Vasilije gave Aleksa a positive integer $$$n$$$ ($$$n \ge 3$$$) and asked him to construct a strictly increasing array of size $$$n$$$ of positive integers, such that
- $$$3\cdot a_{i+2}$$$ is not divisible by $$$a_i+a_{i+1}$$$ for each $$$i$$$ ($$$1\le i \le n-2$$$).
Since Aleksa thinks he is a bad programmer now, he asked you to help him find such an array.
Input Format:
Each test consists of multiple test cases. The first line contains a single integer $$$t$$$ ($$$1 \le t \le 10^4$$$) — the number of test cases. The description of test cases follows.
The first line of each test case contains a single integer $$$n$$$ ($$$3 \le n \le 2 \cdot 10^5$$$) — the number of elements in array.
It is guaranteed that the sum of $$$n$$$ over all test cases does not exceed $$$2 \cdot 10^5$$$.
Output Format:
For each test case, output $$$n$$$ integers $$$a_1, a_2, a_3, \dots, a_n$$$ ($$$1 \le a_i \le 10^9$$$).
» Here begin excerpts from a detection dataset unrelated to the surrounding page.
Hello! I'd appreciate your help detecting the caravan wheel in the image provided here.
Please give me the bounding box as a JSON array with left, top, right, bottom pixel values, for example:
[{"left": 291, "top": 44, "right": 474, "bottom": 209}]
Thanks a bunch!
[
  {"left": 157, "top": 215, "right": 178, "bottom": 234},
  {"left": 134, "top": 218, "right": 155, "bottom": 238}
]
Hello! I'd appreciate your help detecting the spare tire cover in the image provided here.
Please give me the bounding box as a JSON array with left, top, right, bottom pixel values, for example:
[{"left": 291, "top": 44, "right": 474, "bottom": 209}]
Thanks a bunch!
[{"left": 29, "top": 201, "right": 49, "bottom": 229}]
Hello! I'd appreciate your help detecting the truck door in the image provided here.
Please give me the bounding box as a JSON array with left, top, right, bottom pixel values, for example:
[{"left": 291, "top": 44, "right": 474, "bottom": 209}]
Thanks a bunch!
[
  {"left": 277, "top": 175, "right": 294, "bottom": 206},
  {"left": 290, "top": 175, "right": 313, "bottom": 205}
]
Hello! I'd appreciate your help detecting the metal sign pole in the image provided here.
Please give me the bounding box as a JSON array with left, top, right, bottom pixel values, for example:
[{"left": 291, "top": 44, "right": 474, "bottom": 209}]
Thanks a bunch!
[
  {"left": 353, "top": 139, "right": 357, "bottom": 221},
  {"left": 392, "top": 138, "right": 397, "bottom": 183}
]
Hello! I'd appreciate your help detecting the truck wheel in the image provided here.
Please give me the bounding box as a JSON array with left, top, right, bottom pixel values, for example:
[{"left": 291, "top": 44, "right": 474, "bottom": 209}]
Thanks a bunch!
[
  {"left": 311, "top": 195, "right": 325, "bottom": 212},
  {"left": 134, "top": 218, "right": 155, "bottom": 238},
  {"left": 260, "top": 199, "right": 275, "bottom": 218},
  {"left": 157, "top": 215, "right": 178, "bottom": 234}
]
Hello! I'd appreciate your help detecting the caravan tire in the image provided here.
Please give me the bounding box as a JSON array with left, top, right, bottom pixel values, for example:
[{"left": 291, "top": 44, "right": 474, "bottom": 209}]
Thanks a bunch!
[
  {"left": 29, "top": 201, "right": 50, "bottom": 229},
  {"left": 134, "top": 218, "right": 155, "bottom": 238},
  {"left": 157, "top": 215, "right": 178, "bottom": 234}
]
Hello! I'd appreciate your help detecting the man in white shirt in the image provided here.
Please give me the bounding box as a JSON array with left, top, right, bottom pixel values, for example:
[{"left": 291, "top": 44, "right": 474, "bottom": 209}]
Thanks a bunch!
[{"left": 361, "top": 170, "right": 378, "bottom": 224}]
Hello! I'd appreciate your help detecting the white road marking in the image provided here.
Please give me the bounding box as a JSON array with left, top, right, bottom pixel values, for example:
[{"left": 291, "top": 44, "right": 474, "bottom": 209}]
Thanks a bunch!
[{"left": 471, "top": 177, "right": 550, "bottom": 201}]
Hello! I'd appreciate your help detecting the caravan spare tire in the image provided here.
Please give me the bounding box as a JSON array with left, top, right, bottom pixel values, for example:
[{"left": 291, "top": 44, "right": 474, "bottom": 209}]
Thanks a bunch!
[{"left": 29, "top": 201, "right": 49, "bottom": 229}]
It can be proved that the solution exists for any $$$n$$$. If there are multiple solutions, output any of them.
Note:
In the first test case, $$$a_1=6$$$, $$$a_2=8$$$, $$$a_3=12$$$, so $$$a_1+a_2=14$$$ and $$$3 \cdot a_3=36$$$, so $$$3 \cdot a_3$$$ is not divisible by $$$a_1+a_2$$$.